Reunião em Brasília discute apoio do MEC para criação de curso de Engenharia de Petróleo na UFMA
Reunião no MEC tratou de apoio para estrutura física, contratação de professores e implantação do curso de Engenharia de Petróleo na UFMA.
BRASÍLIA – A criação do curso de Engenharia de Petróleo, Gás e Energias Renováveis na Universidade Federal do Maranhão (UFMA) foi tema de reunião nesta terça-feira (24), em Brasília, entre o reitor Fernando Carvalho, o ministro da Educação, Camilo Santana, e o governador Carlos Brandão.
O encontro aconteceu no Ministério da Educação e teve como foco a viabilização do apoio MEC para implantação do curso, especialmente no que diz respeito à estrutura física e à ampliação do quadro de professores.
Segundo a universidade, o projeto pedagógico já está concluído e foi apresentado ao governo federal.
"O ministro de comprometeu a liberar vagas no curso e negociarmos os recursos para a implantação, na área de infraestrutura", declarou o reitor da UFMA, Fernando Carvalho, sobre a reunião que foi considerada positiva.
A proposta prevê um bacharelado com duração de cinco anos, ofertado pelo Centro de Ciências Exatas e Tecnologia (CCET), com cerca de 150 vagas por ano, via Sisu.
"Nós temos a Margem Equatorial que é estudada, com duas bacias no Maranhão. A UFMA já concluiu projeto do curso e agora estamos buscando com o MEC a concessão dos professores. Precisamos preparar o jovem para o mercado de trabalho", afirmou o governador do Maranhão, Carlos Brandão.
A criação do curso ocorre em meio às discussões sobre a exploração de petróleo na chamada Margem Equatorial, que inclui áreas próximas ao litoral maranhense.
Contexto de investimentos e exploração
No mês passado, a Agência Nacional do Petróleo, Gás Natural e Biocombustíveis anunciou a previsão de cerca de R$ 1 bilhão em investimentos para perfuração de poços na Margem Equatorial nos próximos anos.
O Maranhão pode ser impactado diretamente e receber recursos pela exploração em duas áreas: a Bacia Pará-Maranhão, no noroeste do estado, e a Bacia de Barreirinhas.

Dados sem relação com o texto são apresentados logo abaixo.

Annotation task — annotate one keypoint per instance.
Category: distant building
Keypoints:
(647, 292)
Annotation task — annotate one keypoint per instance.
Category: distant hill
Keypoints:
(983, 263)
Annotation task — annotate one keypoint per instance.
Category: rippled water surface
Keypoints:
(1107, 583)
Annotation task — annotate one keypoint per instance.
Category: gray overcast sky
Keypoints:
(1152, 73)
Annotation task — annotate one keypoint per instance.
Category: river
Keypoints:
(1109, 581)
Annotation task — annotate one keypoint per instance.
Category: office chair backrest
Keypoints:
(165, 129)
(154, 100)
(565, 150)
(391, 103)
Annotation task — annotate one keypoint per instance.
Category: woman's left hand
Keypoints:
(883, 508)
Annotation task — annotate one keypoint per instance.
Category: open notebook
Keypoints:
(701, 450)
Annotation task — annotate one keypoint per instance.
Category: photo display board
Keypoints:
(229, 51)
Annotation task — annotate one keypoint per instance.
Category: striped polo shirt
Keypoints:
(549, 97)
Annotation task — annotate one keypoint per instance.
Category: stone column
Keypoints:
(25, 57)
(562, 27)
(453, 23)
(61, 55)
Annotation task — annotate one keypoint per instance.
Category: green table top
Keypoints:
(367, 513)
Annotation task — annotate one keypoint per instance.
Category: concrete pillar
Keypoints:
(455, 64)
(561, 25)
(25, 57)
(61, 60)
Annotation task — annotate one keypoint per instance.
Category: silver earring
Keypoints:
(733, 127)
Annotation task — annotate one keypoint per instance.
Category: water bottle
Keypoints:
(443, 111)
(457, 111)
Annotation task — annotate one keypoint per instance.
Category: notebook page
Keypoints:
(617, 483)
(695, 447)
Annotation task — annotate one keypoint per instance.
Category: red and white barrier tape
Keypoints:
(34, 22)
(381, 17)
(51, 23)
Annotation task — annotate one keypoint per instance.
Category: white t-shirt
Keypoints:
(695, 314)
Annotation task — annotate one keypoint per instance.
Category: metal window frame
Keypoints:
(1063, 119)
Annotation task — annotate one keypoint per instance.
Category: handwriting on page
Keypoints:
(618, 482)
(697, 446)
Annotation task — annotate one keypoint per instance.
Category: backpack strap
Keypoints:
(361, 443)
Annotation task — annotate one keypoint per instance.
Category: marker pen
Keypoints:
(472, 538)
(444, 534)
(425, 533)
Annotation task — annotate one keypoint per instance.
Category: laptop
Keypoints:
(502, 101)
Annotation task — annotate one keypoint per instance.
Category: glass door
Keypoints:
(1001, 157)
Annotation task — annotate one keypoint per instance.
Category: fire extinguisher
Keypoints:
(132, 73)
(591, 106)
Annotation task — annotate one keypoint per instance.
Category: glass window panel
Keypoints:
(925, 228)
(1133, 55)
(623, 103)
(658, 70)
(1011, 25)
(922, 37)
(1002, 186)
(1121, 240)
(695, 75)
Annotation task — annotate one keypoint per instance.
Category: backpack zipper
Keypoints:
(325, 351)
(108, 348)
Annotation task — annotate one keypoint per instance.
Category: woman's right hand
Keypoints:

A ideia dos cursos é também criar mão de obra qualificado para novos empreendimentos no setor.
Debate ambiental
A Petrobras já desenvolve atividades exploratórias na região após autorização concedida pelo Ibama em outubro do ano passado, dentro do processo de licenciamento ambiental.
A exploração na Margem Equatorial tem gerado críticas de organizações ambientais, que apontam riscos a ecossistemas sensíveis, como manguezais e áreas próximas à foz do Rio Amazonas. Ambientalistas defendem que a ampliação da fronteira petrolífera pode contrariar compromissos climáticos e aumentar a vulnerabilidade ambiental da região em caso de acidentes.